Now that we have some basic understanding of FeynCalc objects, let us
do something with them. Contractions of Lorentz indices are one of the
most essential operations in symbolic QFT calculations. In FeynCalc the
corresponding function is called Contract
FV[p, \[Mu]] MT[\[Mu], \[Nu]]
Contract[%]\overline{p}^{\mu } \bar{g}^{\mu \nu }
\overline{p}^{\nu }
FV[p, \[Alpha]] FV[q, \[Alpha]]
Contract[%]\overline{p}^{\alpha } \overline{q}^{\alpha }
\overline{p}\cdot \overline{q}
Notice that when we enter noncommutative objects, such as Dirac
matrices, we use Dot (.) and not
Times (*)
FV[p, \[Alpha]] MT[\[Beta], \[Gamma]] GA[\[Alpha]] . GA[\[Beta]] . GA[\[Gamma]]

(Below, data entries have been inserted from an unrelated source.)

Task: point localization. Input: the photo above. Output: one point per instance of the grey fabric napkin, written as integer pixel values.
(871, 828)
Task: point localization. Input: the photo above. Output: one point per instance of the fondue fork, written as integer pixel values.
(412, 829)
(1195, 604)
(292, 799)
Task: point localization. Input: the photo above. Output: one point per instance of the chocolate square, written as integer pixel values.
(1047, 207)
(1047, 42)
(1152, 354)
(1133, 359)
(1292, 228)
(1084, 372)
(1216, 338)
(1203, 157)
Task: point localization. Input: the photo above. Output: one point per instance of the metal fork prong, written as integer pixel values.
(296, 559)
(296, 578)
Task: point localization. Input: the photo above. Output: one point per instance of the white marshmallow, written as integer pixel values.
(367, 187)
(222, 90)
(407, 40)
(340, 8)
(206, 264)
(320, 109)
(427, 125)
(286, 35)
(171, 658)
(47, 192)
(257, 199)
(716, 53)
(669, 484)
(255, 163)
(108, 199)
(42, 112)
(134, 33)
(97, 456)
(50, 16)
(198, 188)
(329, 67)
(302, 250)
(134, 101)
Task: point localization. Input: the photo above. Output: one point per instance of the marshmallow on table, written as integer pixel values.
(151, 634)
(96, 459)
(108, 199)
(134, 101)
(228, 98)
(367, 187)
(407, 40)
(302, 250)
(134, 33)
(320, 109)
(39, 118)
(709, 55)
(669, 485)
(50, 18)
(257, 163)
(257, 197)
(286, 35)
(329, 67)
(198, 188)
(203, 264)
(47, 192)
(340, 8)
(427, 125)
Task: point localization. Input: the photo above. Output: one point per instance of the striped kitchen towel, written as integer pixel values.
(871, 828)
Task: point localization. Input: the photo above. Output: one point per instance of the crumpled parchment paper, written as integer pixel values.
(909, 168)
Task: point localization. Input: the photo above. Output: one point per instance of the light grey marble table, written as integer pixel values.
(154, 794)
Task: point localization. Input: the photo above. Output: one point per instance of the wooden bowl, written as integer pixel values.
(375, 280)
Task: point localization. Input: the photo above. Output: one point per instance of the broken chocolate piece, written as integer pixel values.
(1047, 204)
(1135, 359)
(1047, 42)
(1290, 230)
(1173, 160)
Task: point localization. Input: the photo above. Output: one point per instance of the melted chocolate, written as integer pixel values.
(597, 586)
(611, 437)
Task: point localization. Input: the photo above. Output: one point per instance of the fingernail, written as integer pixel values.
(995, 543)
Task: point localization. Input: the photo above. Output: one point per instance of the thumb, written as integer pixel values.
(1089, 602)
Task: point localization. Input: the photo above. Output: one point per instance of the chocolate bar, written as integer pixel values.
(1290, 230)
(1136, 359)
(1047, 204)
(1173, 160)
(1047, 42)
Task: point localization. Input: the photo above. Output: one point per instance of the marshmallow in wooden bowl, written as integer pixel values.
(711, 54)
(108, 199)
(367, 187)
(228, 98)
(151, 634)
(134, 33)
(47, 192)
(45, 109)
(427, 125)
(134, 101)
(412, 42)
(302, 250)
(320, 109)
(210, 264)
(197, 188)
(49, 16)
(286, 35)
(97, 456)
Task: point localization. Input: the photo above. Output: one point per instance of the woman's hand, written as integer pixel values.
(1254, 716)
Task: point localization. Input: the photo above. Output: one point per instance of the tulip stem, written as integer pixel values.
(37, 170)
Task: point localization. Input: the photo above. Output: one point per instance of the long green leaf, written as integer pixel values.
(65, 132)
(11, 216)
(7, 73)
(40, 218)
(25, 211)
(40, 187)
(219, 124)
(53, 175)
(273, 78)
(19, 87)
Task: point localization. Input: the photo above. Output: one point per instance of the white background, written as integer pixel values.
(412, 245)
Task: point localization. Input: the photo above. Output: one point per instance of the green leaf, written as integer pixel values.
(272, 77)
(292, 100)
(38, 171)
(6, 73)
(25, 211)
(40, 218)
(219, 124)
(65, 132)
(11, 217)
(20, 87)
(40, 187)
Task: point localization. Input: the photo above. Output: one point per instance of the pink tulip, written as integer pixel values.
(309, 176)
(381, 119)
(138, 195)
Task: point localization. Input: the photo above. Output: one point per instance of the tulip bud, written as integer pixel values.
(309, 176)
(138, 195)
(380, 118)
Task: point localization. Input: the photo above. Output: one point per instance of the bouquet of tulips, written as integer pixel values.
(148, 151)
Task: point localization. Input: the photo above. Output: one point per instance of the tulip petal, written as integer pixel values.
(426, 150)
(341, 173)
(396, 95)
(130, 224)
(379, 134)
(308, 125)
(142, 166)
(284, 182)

Contract[%]\overline{p}^{\alpha } \bar{\gamma }^{\alpha }.\bar{\gamma }^{\beta }.\bar{\gamma }^{\gamma } \bar{g}^{\beta \gamma }
\left(\bar{\gamma }\cdot \overline{p}\right).\bar{\gamma }^{\gamma }.\bar{\gamma }^{\gamma }
This is because Times is commutative, so writing
something like
GA[\[Delta]] GA[\[Beta]] GA[\[Alpha]]\bar{\gamma }^{\alpha } \bar{\gamma }^{\beta } \bar{\gamma }^{\delta }
will give you completely wrong results. It is also a very common beginner’s mistake!